前几天安宁养的那只大虫日薄西天,她跟沈焕又哭又闹的,原以为这姑娘要一段时间才能走出伤心阴影。
现在既然都有心情放风筝,想必已经开怀了吧。
沈焕听完,道:“孤记得库房里有一架上品的潍地纸鸢,你去找出来给公主送去。”
他也是这才想起来库房里还有那麽个玩意儿。
沈焕抖抖裤子系上腰带,将蟠龙玉佩挂在腰侧,青玉色吊穗随着他走动而轻轻摇摆。
回想起什麽,他又道:“刘元善上次病看得不错,你替朕随便挑点东西赏赐给他。”
胡永躬身答应:“是。”
袁茗服用汤药後身上哪哪都敏感得比从前还甚。
自然而然地迎合他,无意识的呻吟和喘息声勾得人难以把持,比用春药的效果都好。
沈焕简单用过膳,急不可待将人抱进内室。
夜里,浅帐遮春景,白玉无遁形。
沈焕伏在袁茗身上挥汗如雨,极乐之时他压住睫毛乱颤的人,愉悦地喟叹道:“刘元善这次确实该赏。”
袁茗原本抓在他肩上的指尖忽地一蜷,白而透的指甲插进了掌心,痛到眼角落泪。
这病是看得不错。
沈焕带给他的每一分痛苦都让他刻骨铭心地感知记住,沈焕说的每一句话都清晰得让他觉得恶心想吐。
袁茗泪眼朦胧,看不清面前人的嘴脸,口中无意识地呻吟出声。
那日他借感激之名将刘元善请来。
刘元善一直到下午才姗姗来迟。
袁茗就坐在堂屋中的太师椅上,他手中握着一卷书,是一本南方山水游记。
他看不清那人的表情,却能听见他谄媚且惶恐的话语,终于打断道:“刘太医,我这儿有本书……”
“吃了你的药之後,这书上的山水画我还勉强认得,但画旁那些整整齐齐写的隽永小字,我却一个也看不清。”
他柳眉拧皱,秀眼凌厉,似乎真的不解。
“你说,这是怎麽回事呢?”
刘元善此时方明白,袁茗真实目的,不是道谢,是来找他兴师问罪的。
他吓得跪下道:“公子饶命啊,您的病……老臣实在无能为力,只好出此下策,老臣家中上有八十老母下有垂髫小儿,老臣……”
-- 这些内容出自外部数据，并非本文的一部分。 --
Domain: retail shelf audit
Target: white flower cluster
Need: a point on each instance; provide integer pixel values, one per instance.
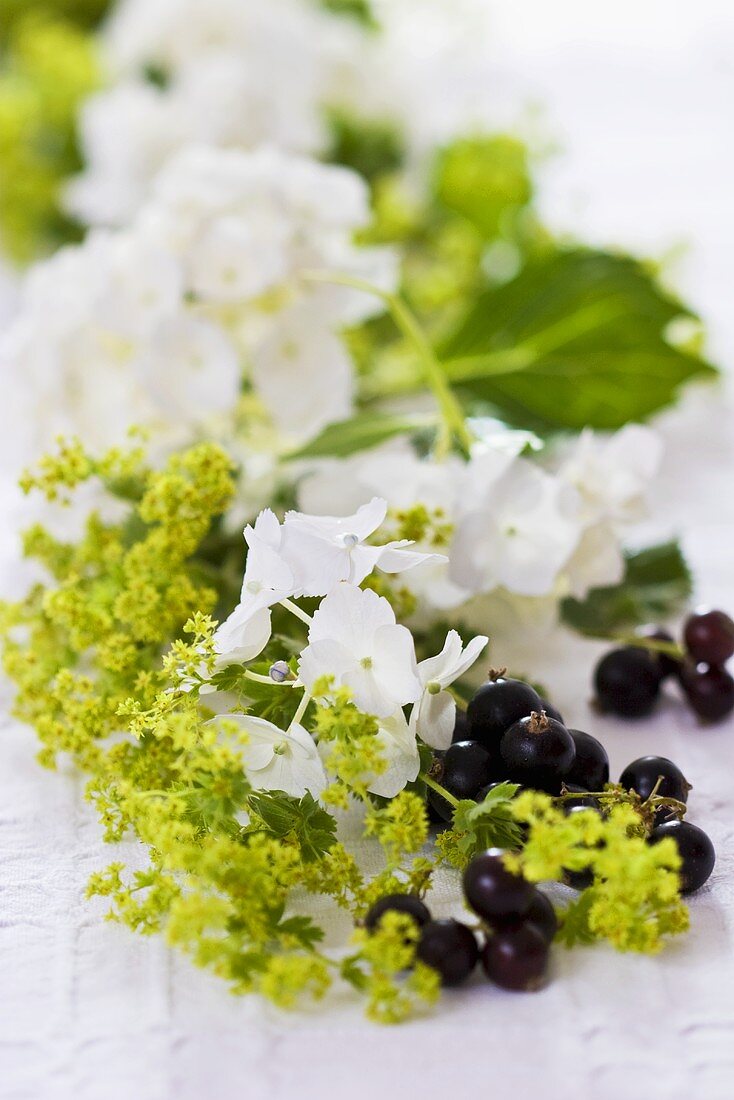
(353, 641)
(508, 523)
(161, 323)
(240, 73)
(228, 73)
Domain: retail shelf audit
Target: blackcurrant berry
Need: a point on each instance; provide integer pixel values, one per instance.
(517, 958)
(492, 890)
(540, 914)
(537, 751)
(496, 705)
(397, 903)
(667, 664)
(709, 636)
(709, 690)
(591, 766)
(460, 726)
(627, 682)
(697, 851)
(449, 947)
(467, 768)
(551, 711)
(642, 776)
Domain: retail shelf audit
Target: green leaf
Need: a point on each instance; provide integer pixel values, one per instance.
(488, 824)
(577, 339)
(360, 432)
(282, 815)
(656, 585)
(485, 179)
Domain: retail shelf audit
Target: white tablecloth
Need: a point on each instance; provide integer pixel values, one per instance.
(89, 1011)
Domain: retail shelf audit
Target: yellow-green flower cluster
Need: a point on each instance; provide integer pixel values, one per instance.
(108, 656)
(47, 67)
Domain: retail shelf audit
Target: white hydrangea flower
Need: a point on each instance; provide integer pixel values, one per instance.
(354, 639)
(267, 580)
(612, 473)
(101, 341)
(325, 550)
(275, 759)
(236, 74)
(518, 532)
(160, 323)
(434, 716)
(398, 747)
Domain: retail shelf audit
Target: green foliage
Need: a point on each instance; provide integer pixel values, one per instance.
(358, 433)
(577, 339)
(372, 149)
(480, 825)
(84, 13)
(656, 585)
(299, 821)
(46, 68)
(486, 180)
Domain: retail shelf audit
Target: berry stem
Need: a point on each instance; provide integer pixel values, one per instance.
(453, 425)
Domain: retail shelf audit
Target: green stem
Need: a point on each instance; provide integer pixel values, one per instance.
(302, 710)
(439, 790)
(452, 418)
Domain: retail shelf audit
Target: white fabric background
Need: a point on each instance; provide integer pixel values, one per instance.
(642, 97)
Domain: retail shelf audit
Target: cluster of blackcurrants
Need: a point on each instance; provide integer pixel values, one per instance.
(628, 679)
(518, 923)
(510, 733)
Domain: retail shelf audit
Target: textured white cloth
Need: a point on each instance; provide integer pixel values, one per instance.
(89, 1011)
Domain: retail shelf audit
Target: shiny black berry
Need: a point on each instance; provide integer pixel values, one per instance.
(642, 776)
(709, 636)
(540, 913)
(493, 891)
(496, 705)
(460, 727)
(551, 711)
(668, 666)
(709, 690)
(537, 751)
(697, 851)
(467, 768)
(449, 947)
(627, 682)
(397, 903)
(517, 958)
(591, 765)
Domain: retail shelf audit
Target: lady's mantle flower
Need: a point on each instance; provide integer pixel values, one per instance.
(434, 716)
(325, 550)
(398, 747)
(355, 640)
(275, 759)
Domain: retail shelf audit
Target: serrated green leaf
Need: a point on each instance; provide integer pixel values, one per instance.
(577, 339)
(655, 587)
(304, 820)
(359, 433)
刘元善哭得老泪纵横,袁茗沉默地听他说完,不知听出几分真话。
等刘元善哭不出声,只一个劲儿地抹鼻涕时,袁茗道:“我没有要怪罪刘太医的意思。”
他将那卷旧书放在膝盖上,手指抚摸着磨毛褪色的封面,慢慢道:“我只是想让大人帮我一个忙。”
“……”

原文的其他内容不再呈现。